We are adding Xpro India, Acrysil, Stylam Industries, Jubilant Ingrevia and Laurus Labs.

Additions

Reasons

​Xpro India

1. Makes dielectric films, which are used in capacitors. Capacitors are one of the most fundamental components in electronics. India's increasing usage and manufacture of electronic components.

2. It is the lone manufacturer in India, and still serves only a third of the demand. Massive share gains likely in the future.

​Acrysil

​1. Manufacturers sinks, dishwashers and bath products. It is one of the only 4 Schock technology license holders; and the only composite quartz sink manufacturer in Asia.

2. Supply agreement with IKEA and pick-up in the real-estate/housing markets should add to growth in the future.

Stylam Industries

1. In laminates, it is the fastest-growing company in India, and largest exporter too. Growing market + comprehensive marketing strategies = Disruptive growth.

2. The government’s focus on import substitution will help since current acrylic panel demand is fully serviced by imports.

​Jubilant Ingrevia

1. Globally integrated life sciences company; provides innovative solutions in pharma, nutrition, agro-chemicals and industrial.

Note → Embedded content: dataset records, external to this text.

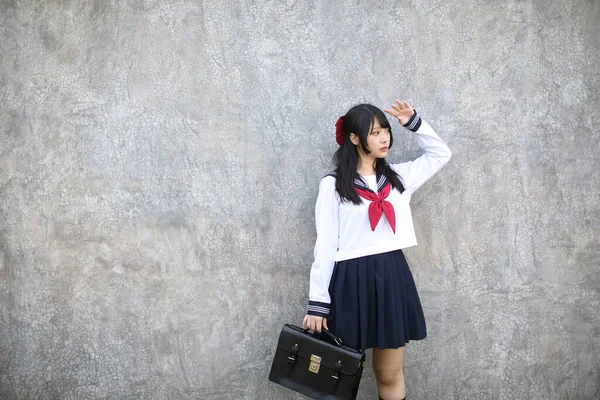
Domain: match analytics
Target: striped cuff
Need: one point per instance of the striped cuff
(414, 123)
(317, 308)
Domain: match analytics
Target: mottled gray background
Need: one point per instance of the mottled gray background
(159, 164)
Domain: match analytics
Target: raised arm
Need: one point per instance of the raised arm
(437, 154)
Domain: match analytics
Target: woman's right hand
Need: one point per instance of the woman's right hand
(314, 323)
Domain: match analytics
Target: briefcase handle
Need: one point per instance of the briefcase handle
(327, 333)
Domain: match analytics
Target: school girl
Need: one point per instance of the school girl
(361, 287)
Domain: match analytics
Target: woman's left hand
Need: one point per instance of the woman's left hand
(401, 110)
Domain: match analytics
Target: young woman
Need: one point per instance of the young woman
(361, 287)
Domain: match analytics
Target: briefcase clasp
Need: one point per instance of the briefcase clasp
(315, 364)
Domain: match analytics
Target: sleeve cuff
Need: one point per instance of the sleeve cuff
(414, 123)
(318, 309)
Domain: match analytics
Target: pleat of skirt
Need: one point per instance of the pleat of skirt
(374, 302)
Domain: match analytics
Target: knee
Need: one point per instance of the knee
(388, 376)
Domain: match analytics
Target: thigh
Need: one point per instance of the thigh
(388, 359)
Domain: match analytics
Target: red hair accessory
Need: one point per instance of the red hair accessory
(339, 133)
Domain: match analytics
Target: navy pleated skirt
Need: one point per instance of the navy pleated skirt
(374, 302)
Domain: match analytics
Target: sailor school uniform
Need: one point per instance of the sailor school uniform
(360, 279)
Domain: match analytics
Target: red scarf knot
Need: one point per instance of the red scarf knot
(379, 205)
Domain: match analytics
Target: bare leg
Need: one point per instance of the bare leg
(387, 366)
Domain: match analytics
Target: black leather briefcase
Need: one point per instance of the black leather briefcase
(317, 365)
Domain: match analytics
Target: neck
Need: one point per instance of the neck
(366, 165)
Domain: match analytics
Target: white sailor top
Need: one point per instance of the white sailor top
(344, 229)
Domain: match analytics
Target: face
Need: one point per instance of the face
(378, 141)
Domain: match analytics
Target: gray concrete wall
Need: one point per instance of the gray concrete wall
(159, 164)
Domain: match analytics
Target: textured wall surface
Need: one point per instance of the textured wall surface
(159, 163)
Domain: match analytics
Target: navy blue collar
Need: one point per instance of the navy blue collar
(360, 183)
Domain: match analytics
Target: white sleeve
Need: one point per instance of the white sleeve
(326, 218)
(437, 154)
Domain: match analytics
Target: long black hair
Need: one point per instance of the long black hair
(360, 120)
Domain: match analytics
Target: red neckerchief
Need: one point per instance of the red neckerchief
(379, 205)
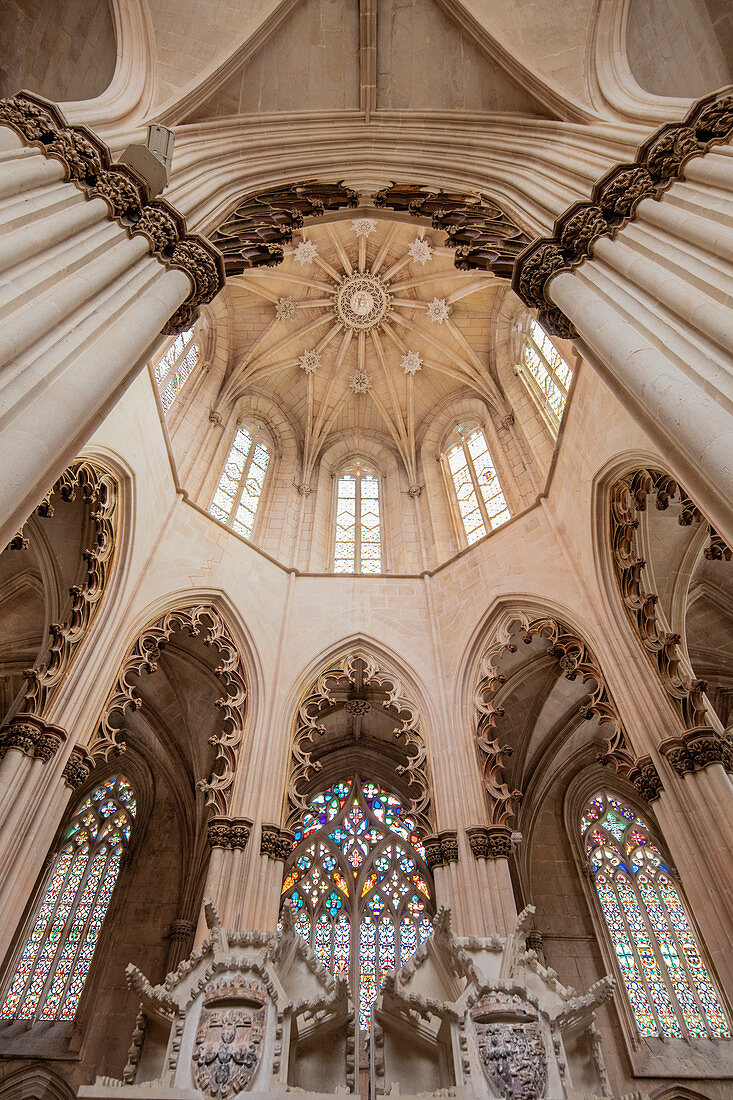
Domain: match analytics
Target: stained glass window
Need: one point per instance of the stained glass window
(668, 985)
(545, 373)
(360, 886)
(175, 365)
(55, 959)
(240, 486)
(358, 546)
(479, 495)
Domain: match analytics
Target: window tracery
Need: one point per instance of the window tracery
(477, 490)
(55, 959)
(175, 365)
(668, 986)
(360, 886)
(545, 373)
(239, 492)
(358, 543)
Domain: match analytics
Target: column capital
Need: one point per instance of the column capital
(229, 832)
(32, 736)
(275, 842)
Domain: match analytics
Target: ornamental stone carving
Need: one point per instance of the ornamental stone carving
(615, 196)
(88, 164)
(31, 736)
(229, 833)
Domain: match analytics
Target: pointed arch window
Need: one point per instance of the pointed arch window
(358, 546)
(174, 367)
(669, 988)
(55, 959)
(239, 492)
(360, 886)
(545, 373)
(477, 491)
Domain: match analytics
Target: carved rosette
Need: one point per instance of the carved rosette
(229, 833)
(275, 843)
(628, 501)
(616, 195)
(88, 164)
(31, 736)
(201, 619)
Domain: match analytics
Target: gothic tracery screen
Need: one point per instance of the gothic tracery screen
(238, 494)
(55, 959)
(174, 367)
(358, 546)
(668, 986)
(479, 495)
(360, 886)
(545, 373)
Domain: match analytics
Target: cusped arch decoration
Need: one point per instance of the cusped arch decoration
(352, 674)
(100, 493)
(628, 499)
(199, 619)
(576, 659)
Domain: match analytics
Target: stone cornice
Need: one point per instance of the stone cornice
(613, 202)
(88, 165)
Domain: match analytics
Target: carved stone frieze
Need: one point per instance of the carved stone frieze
(276, 843)
(88, 164)
(99, 494)
(31, 736)
(201, 619)
(482, 234)
(616, 195)
(77, 768)
(256, 231)
(628, 501)
(229, 833)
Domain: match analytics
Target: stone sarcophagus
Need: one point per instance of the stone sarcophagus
(482, 1018)
(250, 1013)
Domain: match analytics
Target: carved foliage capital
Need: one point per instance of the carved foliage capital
(229, 833)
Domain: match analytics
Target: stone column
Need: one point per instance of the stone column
(635, 276)
(91, 272)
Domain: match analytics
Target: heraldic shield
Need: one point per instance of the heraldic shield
(513, 1058)
(229, 1038)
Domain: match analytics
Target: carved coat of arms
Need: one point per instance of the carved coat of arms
(514, 1058)
(229, 1038)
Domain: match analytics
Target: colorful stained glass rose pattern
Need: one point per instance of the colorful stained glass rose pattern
(545, 373)
(174, 367)
(668, 986)
(55, 959)
(359, 883)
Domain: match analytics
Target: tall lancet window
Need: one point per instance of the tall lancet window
(360, 886)
(240, 486)
(478, 492)
(174, 367)
(358, 546)
(545, 373)
(668, 985)
(55, 959)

2. Moving up the value chain - will lead to premium pricing and better margins.

​Laurus Labs

1. Aggressively diversifying from anti-HIV APIs by moving into niche APIs and formulations.

2. Like the company because it targets which are innovative and niche, where it has a competitive edge and an ability to better manage supply chains.


📱 Maintaining exposure to internet stocks

We are maintaining exposure to internet stocks despite them eroding in value. We continue to hold on to Zomato, CarTrade and Policybazaar to the same extent as earlier. Why?

  • The three companies fit very well into the theme of the portfolio. We see all three of them disrupting their respective industries, and successfully.

  • Over the long run, we see these companies maintaining (or bettering) their dominance in their respective markets.

  • These companies may not be profitable at the moment, but they have managed to change customer habits for good. Profitability now is just a function of time, scale, and pricing.

  • We see a high probability for valuations to command a premium compared to the market. Higher valuations will be justified by disruption, high-growth, capturing of new markets, market leadership, and steep profitability expansion.

  • Whilst valuations have seen massive erosion over the last few months, we see this as a buying opportunity, especially when the companies are fundamentally strong, and have promising prospects.

  • We also attribute a large part of the fall in stock prices in these companies as part of the global trend of movement towards safer assets. Globally, fears of inflation and geopolitical stress have triggered a flight to safety, and the impact of that can also be seen on internet stocks in the US. We see this as a temporary movement, caused by overpowering factors, which will see resolution over time.

We are hence sticking around with our decisions on internet stocks despite them losing a large chunk of their value in recent times.